Routing calls through Communication Manager with Call Vectoring can raise some security issues. A VDN has a COR. Calls processed by the vector carry the permissions and restrictions associated with the COR of the VDN.

For example, if a vector in Communication Manager is written to collect digits and then to route to the digits dialed, the restrictions on what calls can be placed are determined by the COR of the latest VDN. Also, checks can be made on the digits that are dialed, using goto if digits vector commands. For example, goto if digits = 123 to disallow routing to undesired destinations. The collect digits step can also be limited to collect only the number of digits required, for example, only collecting five digits for internal dialing.
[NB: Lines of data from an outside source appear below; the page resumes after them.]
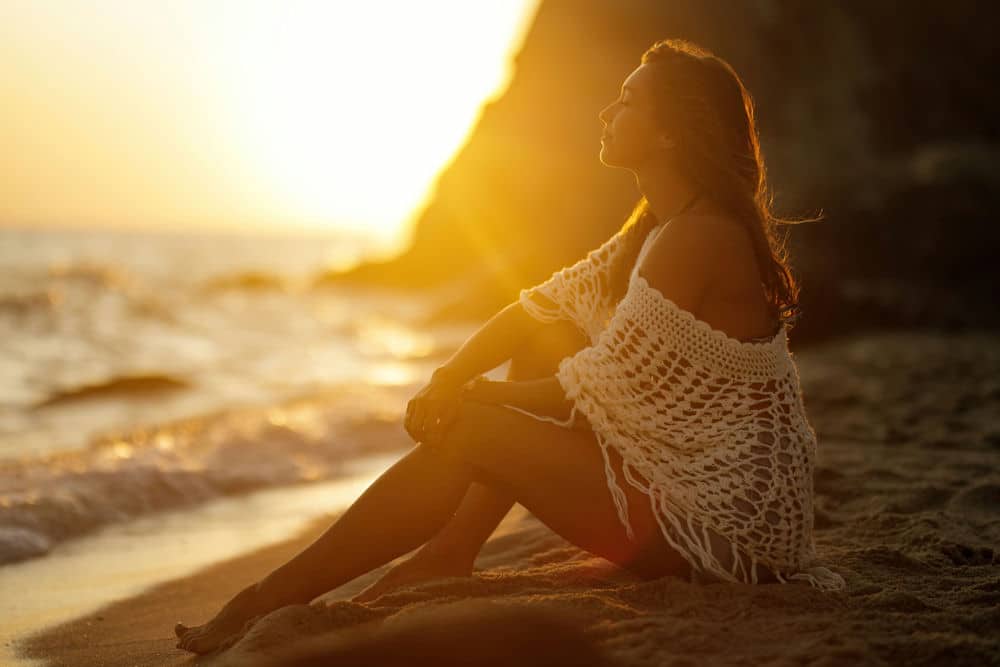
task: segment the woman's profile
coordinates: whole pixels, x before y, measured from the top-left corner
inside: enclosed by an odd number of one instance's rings
[[[515,502],[643,579],[843,587],[813,552],[798,287],[774,233],[790,221],[770,210],[749,93],[663,40],[599,119],[602,163],[641,191],[624,226],[476,331],[409,402],[416,445],[206,624],[178,623],[179,647],[226,646],[418,548],[354,600],[468,575]],[[506,381],[482,375],[507,360]]]

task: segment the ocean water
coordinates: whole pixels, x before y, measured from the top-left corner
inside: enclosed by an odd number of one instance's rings
[[[0,230],[0,565],[112,523],[344,474],[470,335],[324,287],[352,237]]]

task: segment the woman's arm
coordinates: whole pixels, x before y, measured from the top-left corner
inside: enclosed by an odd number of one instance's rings
[[[526,338],[545,326],[517,301],[504,306],[468,339],[431,376],[460,386],[510,359]]]
[[[419,442],[432,442],[442,436],[457,415],[456,399],[461,398],[465,385],[474,377],[485,379],[483,371],[510,359],[526,338],[544,326],[545,322],[529,315],[519,301],[500,309],[410,399],[403,418],[406,432]]]
[[[573,409],[573,401],[566,398],[565,390],[554,375],[513,382],[480,379],[465,391],[464,396],[480,403],[513,405],[557,419],[567,419]]]

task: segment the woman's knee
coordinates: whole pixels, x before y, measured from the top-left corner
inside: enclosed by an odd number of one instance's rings
[[[493,405],[465,402],[443,437],[427,443],[442,462],[459,465],[474,481],[513,497],[504,471],[511,458],[509,445],[503,440],[503,429],[494,428],[499,408]]]
[[[530,380],[555,375],[559,362],[590,344],[569,320],[549,322],[531,336],[511,359],[508,380]]]
[[[463,401],[448,428],[428,444],[449,458],[478,463],[475,456],[493,446],[495,433],[490,422],[495,409],[485,403]]]

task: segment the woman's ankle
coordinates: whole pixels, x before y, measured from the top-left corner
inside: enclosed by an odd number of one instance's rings
[[[310,595],[301,585],[287,581],[287,578],[272,572],[252,586],[255,602],[262,609],[273,611],[290,604],[308,604],[315,595]]]

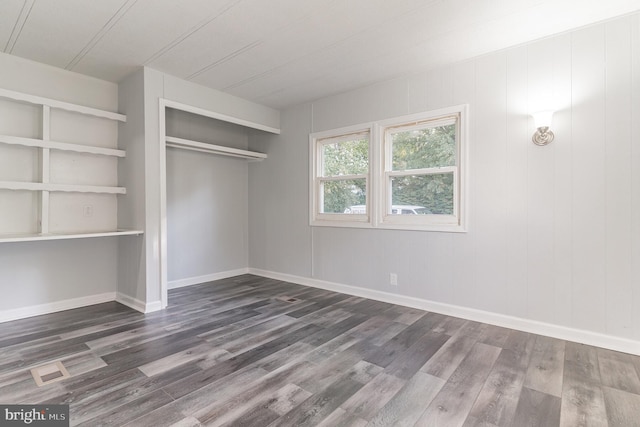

An incoming caller can access Trunk Access Codes, some FACs, and most other sets of dialed digits. To deny incoming callers access to outgoing facility paths, configure the COR of the VDN to deny outgoing access. The configuration must include the following:

• Lowering the Facility Restriction Level (FRL) in the COR to the lowest acceptable value. FRL=0 provides the most restricted access to network routing preferences.

• Assigning a Calling Party Restriction of Toll or Outward denying Facility Test Call capability.

• Blocking access to specific CORs assigned to outgoing trunk groups using the Calling Permissions section of the Class Of Restriction screen.

Review the CORs assigned to the VDNs. If not restricted, assign restrictions on the VDN or use goto tests on the digits to prevent callers from exiting the system using the vector.